COMMENT #3 [Permalink]
...
Howdy
said on 2/18/2007 @ 1:27 am PT...
"Advocates for voters with disabilities prefer DREs to paper ballots because DREs allow blind and otherwise physically challenged individuals to vote privately and independently. This may be why neither the Nelson nor Holt bill ban them." --Michael Hickins internetnews
But advocates for voters with disabilities don't prefer DREs. They want all voters to vote a secret ballot independently and in private. DREs are just the only thing that come close and are certified. They still fail in some areas like secrecy. If only one person uses a machine, observers can tell how they voted in the recount. And if the paper trail is in fact the ballot in a recount, that ballot hasn't been verified. I think that is a basis for a court case right now that might be the end of the DRE. Holt's bill gives the NIST until 2010 to think about it but we may get a court decision before then. Possibly before November 2008.
"...There's all kind of innovation possible in making the verification of paper ballots accessible. It's perfectly reasonable that it should be, but it doesn't require a DRE to do that..." - Warren Stewart, policy director for VoteTrustUSA.org
So, it's possible. To meet HAVA and allow equal protection to all voters. Not just marking the ballot but verification. Paper ballots alone don't do that. There's issues with the secrecy of all marking devices. This is the reason a lot of counties moved to all DRE voting because they had to comply with law and the cheapest way to do it was sign on to DREs certified by the Feds and certified by the States. Prior to 2000, elections were all done as cheap as possible. Now seems to be the time to blame the disabled community for NJ not testing machines or FL for not duct taping printers to their DREs. It's 'those people'. It's 'their' fault DREs were forced on voters.
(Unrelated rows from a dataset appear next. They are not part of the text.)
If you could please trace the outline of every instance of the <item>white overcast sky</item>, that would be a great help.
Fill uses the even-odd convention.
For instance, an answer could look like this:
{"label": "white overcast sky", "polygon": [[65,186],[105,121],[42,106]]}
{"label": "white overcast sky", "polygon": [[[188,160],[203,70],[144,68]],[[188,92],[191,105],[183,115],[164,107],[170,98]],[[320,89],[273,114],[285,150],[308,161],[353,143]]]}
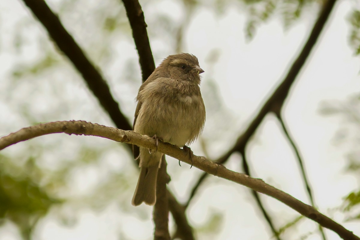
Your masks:
{"label": "white overcast sky", "polygon": [[[340,212],[336,212],[330,216],[328,211],[329,209],[338,206],[344,196],[359,187],[358,178],[345,171],[348,149],[343,146],[334,145],[333,141],[343,121],[341,117],[323,116],[319,113],[321,104],[324,101],[346,100],[352,94],[358,93],[360,88],[359,59],[353,56],[347,41],[349,31],[346,18],[353,5],[348,1],[338,1],[325,31],[292,88],[283,112],[290,133],[296,140],[303,157],[319,210],[360,235],[359,222],[345,222]],[[13,64],[18,62],[17,58],[19,57],[7,50],[6,46],[10,44],[12,39],[8,36],[13,34],[12,31],[16,30],[12,28],[19,19],[28,15],[28,11],[22,6],[21,1],[3,0],[1,2],[0,65],[2,67],[0,68],[0,76],[2,81],[6,82]],[[58,2],[50,2],[56,6]],[[86,7],[95,8],[96,4],[93,1]],[[175,21],[181,20],[183,15],[181,5],[175,1],[160,1],[155,6],[148,3],[143,7],[147,21],[148,19],[151,21],[152,16],[159,13],[170,16]],[[168,11],[169,9],[172,11]],[[258,28],[254,39],[248,42],[246,41],[244,31],[246,18],[237,8],[228,7],[220,15],[215,14],[212,9],[204,6],[199,7],[195,11],[184,36],[184,51],[196,55],[201,66],[205,71],[202,74],[202,89],[209,89],[206,87],[209,84],[207,83],[207,80],[213,81],[224,105],[236,120],[234,121],[233,119],[229,123],[229,128],[233,130],[230,137],[226,136],[219,137],[221,140],[216,143],[216,146],[209,144],[208,151],[210,155],[215,158],[221,155],[222,153],[219,149],[223,150],[226,149],[226,146],[231,145],[282,80],[292,61],[297,56],[307,39],[315,20],[314,17],[309,16],[305,14],[302,19],[286,31],[279,19],[275,18]],[[87,17],[91,18],[91,16]],[[41,27],[39,29],[41,30]],[[151,27],[149,26],[150,30]],[[35,35],[39,31],[36,29],[33,33],[29,31],[29,39],[36,40]],[[119,53],[119,58],[129,57],[136,59],[132,43],[120,40],[119,42],[116,45],[116,50]],[[163,43],[158,39],[150,39],[157,65],[167,55],[175,53]],[[212,64],[207,59],[209,53],[214,50],[219,53],[219,59]],[[30,56],[36,56],[39,49],[30,44],[26,51]],[[21,56],[27,57],[23,54]],[[35,57],[28,57],[31,59]],[[113,91],[117,99],[120,103],[129,103],[122,105],[122,107],[131,117],[135,103],[132,100],[122,99],[125,90],[123,85],[116,84],[118,78],[120,77],[119,72],[121,71],[120,67],[117,66],[121,66],[124,60],[117,61],[113,65],[103,71],[111,85],[113,87]],[[140,74],[138,76],[140,77]],[[139,78],[139,83],[140,81]],[[64,83],[67,84],[71,83]],[[84,87],[81,84],[75,87],[69,86],[77,89]],[[135,98],[136,90],[131,89],[130,91],[132,95],[131,99]],[[86,95],[87,94],[84,92],[82,94]],[[211,93],[203,92],[203,95],[206,106],[211,104]],[[8,113],[6,116],[0,115],[0,124],[7,126],[4,132],[0,132],[0,135],[26,126],[15,117],[12,118],[11,111],[6,107],[8,100],[0,96],[0,111]],[[39,101],[42,102],[41,99]],[[93,101],[92,104],[95,104],[96,101]],[[66,119],[62,118],[62,115],[54,120],[78,119],[92,121],[87,118],[88,113],[81,115],[82,112],[86,112],[86,109],[91,109],[90,107],[88,109],[84,108],[82,112],[77,112],[76,114],[78,115],[74,114]],[[216,127],[213,124],[207,124],[213,123],[211,118],[216,117],[211,112],[207,116],[204,136],[211,135],[213,128]],[[11,124],[9,119],[12,119]],[[99,119],[104,122],[98,123],[111,124],[106,119]],[[279,126],[275,117],[267,116],[257,131],[255,140],[248,148],[247,157],[254,176],[262,178],[309,203],[293,153]],[[41,140],[39,142],[41,142]],[[198,143],[194,144],[193,150],[195,154],[201,155]],[[5,152],[11,154],[11,150],[9,151]],[[238,157],[233,156],[227,167],[235,171],[241,171]],[[199,171],[193,168],[189,170],[185,164],[185,166],[180,168],[176,160],[168,162],[168,172],[170,175],[177,172],[172,177],[170,187],[179,199],[185,200],[189,194],[189,186],[197,179],[194,176],[198,175]],[[91,181],[89,179],[91,179],[92,176],[90,173],[87,176],[80,177],[79,181]],[[134,175],[134,178],[133,182],[136,183],[137,177]],[[271,233],[266,224],[264,223],[248,189],[217,178],[213,177],[206,184],[208,184],[207,187],[201,189],[198,196],[188,209],[189,221],[194,226],[199,227],[206,222],[211,213],[222,213],[224,218],[216,236],[201,232],[198,236],[198,239],[270,239]],[[81,189],[85,187],[84,185],[79,184],[77,186]],[[129,205],[131,197],[129,195]],[[272,213],[278,216],[276,219],[277,226],[285,224],[298,216],[297,213],[277,200],[266,196],[262,199]],[[139,207],[147,212],[147,216],[150,217],[150,207],[144,205]],[[283,217],[280,218],[279,216]],[[119,212],[114,205],[109,205],[100,213],[84,210],[78,214],[78,217],[75,226],[66,227],[50,214],[39,223],[34,233],[34,239],[114,240],[119,239],[117,235],[119,228],[126,233],[126,235],[122,237],[126,239],[151,239],[147,237],[151,236],[153,232],[152,223],[149,218],[141,219],[138,214],[131,212]],[[299,236],[309,231],[316,231],[316,227],[310,220],[303,221],[295,230],[285,234],[284,239],[299,239]],[[325,232],[329,240],[339,239],[331,231],[326,231]],[[16,228],[9,223],[0,228],[0,240],[15,240],[19,239],[18,236]],[[315,234],[307,239],[320,239],[318,235]]]}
It's entirely possible to have someone make a system. It's perfectly reasonable to want one. Caltech/MIT can come up with...nothing yet. Except a study (singular, just one and it's not easy to find that report) that voters don't verify their votes. Paper voting is not "inherently verified". HAVA requires second chance voting to cut down on overvotes and people who can't figure out the intricate instruction of connect the head and tail of the arrow with a single line of blue or black ink. In a recent city council manual recount of 3788 ballots (Vote for three) there were 3030 undervotes and a winning margin of 2 votes. There were also 6 overvotes. It took 3 days for the four people to recount only one contest. That provision of HAVA was put in there because voting is not 'inherent'.
Try the game yourself. How do you comply with a 2002 federal law? How do you get a secret vote out of someone who can't use their hands, can't see, can't speak? Then how do you verify it? I don't really see how it can be done. I think adding more bad laws onto bad laws is going to create bad elections. But trolls and shills are unreasonable.
COMMENT #4 [Permalink]
...
leftisbest
said on 2/18/2007 @ 1:31 am PT...
Here's a "backup" plan. HCPB ATP (at the precincts).
No, I've got a beter idea, let's make THAT the plan, then there is little need for a backup plan. It is simple and inexpensive. So why return to such gtolden days of yore? When we can spend so much MORE now and get so much less transparency and ability to verify.
It all mkae sense, War is Peace and, well, you get the picture.
COMMENT #5 [Permalink]
...
Ancient
said on 2/18/2007 @ 7:01 am PT...
THANK YOU, THANK YOU, THANK YOU Senator Specter!
I couldn't be more proud of you!!
God Bless YOU!!!
COMMENT #6 [Permalink]
...
Ancient
said on 2/18/2007 @ 7:13 am PT...
Now if we could just get you Senator, and all other Senators and Representatives to under stand that PAPER BALLOTS are the best way to get us moving back toward the democracy our forefathers had in mind, we just might make it!
COMMENT #7 [Permalink]
...
oldturk
said on 2/19/2007 @ 9:05 am PT...
You seen this,.. ?
For a mere $82 a computer scientist and electronic voting critic managed to purchase five $5,000 Sequoia electronic voting machines over the internet last month from a government auction site. And now he's taking them apart.
Princeton computer science professor Andrew Appel and his students have begun reverse-engineering the software embedded in the machines' ROM chips to determine if it has any security holes. But Appel says the ease with which he and his students opened the machines and removed the chips already demonstrates that the voting machines are vulnerable to unauthorized modification.